# Dumbo Fry All Grown Up



## VanBoy (Aug 22, 2012)

He surprised me with the size of his fins. Wow. Thinking he was a female as a fry, he turned out to be a male and a decent looking one, too.

Hmm...11 weeks old in this picture... I think.









Today he is 26 weeks or 6 months old now.
With flash.

















Without flash.

























Natural light.









One question. Does he look better with flash, without flash, or with natural light? I kind of like them all, but I don't think flash really show his true colors.

Edit: He lives in a divided 40 gallon in case you're wondering.


----------



## ChoclateBetta (Jul 22, 2012)

One he looks to red the other he looks to dull. Nice Betta.


----------



## VanBoy (Aug 22, 2012)

ChoclateBetta said:


> One he looks to red the other he looks to dull. Nice Betta.


Haha, yeah that's why I can't decide if I should start taking pictures with flash, without flash, or with natural light.


----------



## ChoclateBetta (Jul 22, 2012)

Too red is better. Are you keeping him and is that his permeant home?


----------



## VanBoy (Aug 22, 2012)

ChoclateBetta said:


> Too red is better. Are you keeping him and is that his permeant home?


1 for without flash. 
Thanks for the input Chocolate. 
Yes, he is a keeper and that is his permanent home. His tank even has plants and lots of them. He's a spoiled little fella. Hehe.


----------



## ChoclateBetta (Jul 22, 2012)

Glad he gets hiding spots. Carter loves his home.


----------



## Maddybelle (Sep 29, 2012)

I like the natural light best. =)


----------



## aemaki09 (Oct 23, 2012)

Natural light! Gorgeous boy btw


----------



## Hijae (Nov 21, 2012)

good job


----------



## ChoclateBetta (Jul 22, 2012)

I vote red light.


----------



## indjo (Jun 6, 2010)

Congrats on your success. Great job and gorgeous bettas.


----------



## VanBoy (Aug 22, 2012)

Thanks guys. I like natural light alot but red makes him look cool. Hmm...


----------



## ChoclateBetta (Jul 22, 2012)

You seem to love him too.


----------



## VanBoy (Aug 22, 2012)

ChoclateBetta said:


> You seem to love him too.


Very much :-D


----------



## ChoclateBetta (Jul 22, 2012)

I wish I had a Betta like him.


----------



## VanBoy (Aug 22, 2012)

Wow thanks Chocolate.

These bettas are from the second batch and are only one month younger. Give them another month and they'll blossom just like the male from the first batch/in the first post. I had about thirty but I gave them all away except for these four.
Should've jar them sooner.

These two are males for sure and this one's my favorite.
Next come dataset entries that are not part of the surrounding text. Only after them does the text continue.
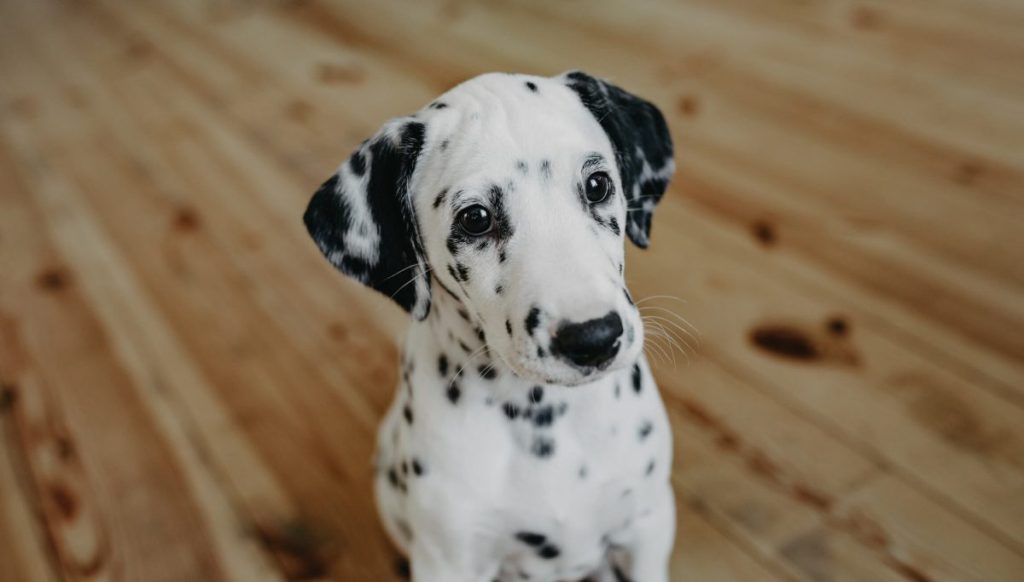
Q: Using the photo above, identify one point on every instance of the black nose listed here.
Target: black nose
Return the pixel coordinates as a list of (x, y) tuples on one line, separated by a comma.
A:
[(589, 343)]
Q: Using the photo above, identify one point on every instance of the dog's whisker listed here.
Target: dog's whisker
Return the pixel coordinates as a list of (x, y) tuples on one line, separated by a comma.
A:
[(399, 272), (692, 332), (672, 340), (655, 332), (675, 326), (669, 330), (657, 349), (411, 281), (650, 297)]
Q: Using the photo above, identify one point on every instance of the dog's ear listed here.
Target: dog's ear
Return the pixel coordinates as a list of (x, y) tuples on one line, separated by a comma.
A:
[(642, 143), (364, 220)]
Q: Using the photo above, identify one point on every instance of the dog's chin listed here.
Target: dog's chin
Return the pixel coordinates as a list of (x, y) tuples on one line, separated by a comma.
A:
[(559, 373)]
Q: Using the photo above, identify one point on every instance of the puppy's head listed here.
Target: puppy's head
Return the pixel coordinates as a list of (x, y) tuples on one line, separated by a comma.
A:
[(512, 196)]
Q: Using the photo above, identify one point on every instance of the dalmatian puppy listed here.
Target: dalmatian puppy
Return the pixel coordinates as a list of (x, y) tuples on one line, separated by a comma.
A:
[(526, 440)]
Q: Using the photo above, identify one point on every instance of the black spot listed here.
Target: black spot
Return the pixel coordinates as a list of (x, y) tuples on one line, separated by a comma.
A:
[(454, 392), (620, 576), (329, 217), (402, 569), (645, 428), (392, 477), (532, 320), (530, 539), (440, 198), (446, 290), (543, 447), (639, 136), (503, 230), (510, 410), (544, 416), (549, 551), (357, 163), (546, 169)]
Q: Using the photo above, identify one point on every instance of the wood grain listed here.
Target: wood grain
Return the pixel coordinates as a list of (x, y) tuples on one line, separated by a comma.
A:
[(187, 391)]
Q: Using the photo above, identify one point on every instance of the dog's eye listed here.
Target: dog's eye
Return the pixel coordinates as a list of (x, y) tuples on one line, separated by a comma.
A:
[(598, 186), (475, 220)]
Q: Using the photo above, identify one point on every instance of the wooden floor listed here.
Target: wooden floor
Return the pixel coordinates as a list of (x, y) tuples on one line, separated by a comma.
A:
[(189, 392)]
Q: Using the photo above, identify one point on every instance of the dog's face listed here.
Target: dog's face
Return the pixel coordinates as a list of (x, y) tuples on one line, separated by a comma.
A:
[(511, 195)]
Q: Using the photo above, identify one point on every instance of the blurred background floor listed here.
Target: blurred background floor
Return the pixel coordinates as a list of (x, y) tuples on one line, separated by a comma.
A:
[(190, 392)]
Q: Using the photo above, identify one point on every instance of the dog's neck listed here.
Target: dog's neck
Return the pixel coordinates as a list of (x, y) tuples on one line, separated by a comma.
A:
[(459, 334)]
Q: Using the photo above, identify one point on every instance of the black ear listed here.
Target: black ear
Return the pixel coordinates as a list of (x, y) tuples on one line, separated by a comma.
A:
[(640, 138), (364, 220)]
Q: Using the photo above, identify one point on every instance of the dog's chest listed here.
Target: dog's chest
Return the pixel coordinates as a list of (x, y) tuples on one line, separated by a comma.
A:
[(548, 477)]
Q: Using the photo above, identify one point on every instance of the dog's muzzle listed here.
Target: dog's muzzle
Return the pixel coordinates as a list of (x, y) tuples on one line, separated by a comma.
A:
[(589, 344)]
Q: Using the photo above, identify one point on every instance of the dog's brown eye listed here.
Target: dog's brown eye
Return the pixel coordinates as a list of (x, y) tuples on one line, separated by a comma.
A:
[(475, 220), (598, 186)]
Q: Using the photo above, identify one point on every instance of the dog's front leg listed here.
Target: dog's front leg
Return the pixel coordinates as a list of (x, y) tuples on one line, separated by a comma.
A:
[(651, 547)]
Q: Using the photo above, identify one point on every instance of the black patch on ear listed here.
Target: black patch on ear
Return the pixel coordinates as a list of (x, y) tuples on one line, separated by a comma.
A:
[(532, 320), (440, 198), (331, 218), (546, 169), (642, 143)]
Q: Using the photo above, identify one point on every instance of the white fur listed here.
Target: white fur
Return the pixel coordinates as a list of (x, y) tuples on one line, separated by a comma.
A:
[(482, 481)]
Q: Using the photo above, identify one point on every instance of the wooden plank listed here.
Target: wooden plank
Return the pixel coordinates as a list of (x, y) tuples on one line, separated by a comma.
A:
[(839, 467), (72, 405)]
Believe it or not, he have a tail spread of 180 degrees when flaring.









Females? *fingers crossed*


----------



## ChoclateBetta (Jul 22, 2012)

I am hoping to get a new Betta. What stock did you use?


----------



## VanBoy (Aug 22, 2012)

Chocolate, what did you mean by "What stock did you use?"


----------



## ChoclateBetta (Jul 22, 2012)

Did you use 5 star show Bettas? I mean he looks like one.


----------



## VanBoy (Aug 22, 2012)

Hehe. I did not use 5 star show bettas but he really do look like a winner doesn't he. Parents were just pet store bettas. But the guy who owns the store and sells the bettas orders them from Thailand. He is the only person I buy bettas from. Also I'm picky when it comes to choosing my breeding pair.

This is the dad

























and the mom

























Notice that all their fry have tiny little ventrals like their father and none have extremely long ventrals like their mother. They would look really nice with their mother's ventrals. Maybe breeding siblings will give me some fry with long ventrals.


----------



## ChoclateBetta (Jul 22, 2012)

I am suprised pet store Bettas usually come that badly. Because of bad genetics and old age.


----------



## VanBoy (Aug 22, 2012)

ChoclateBetta said:


> I am suprised pet store Bettas usually come that badly. Because of bad genetics and old age.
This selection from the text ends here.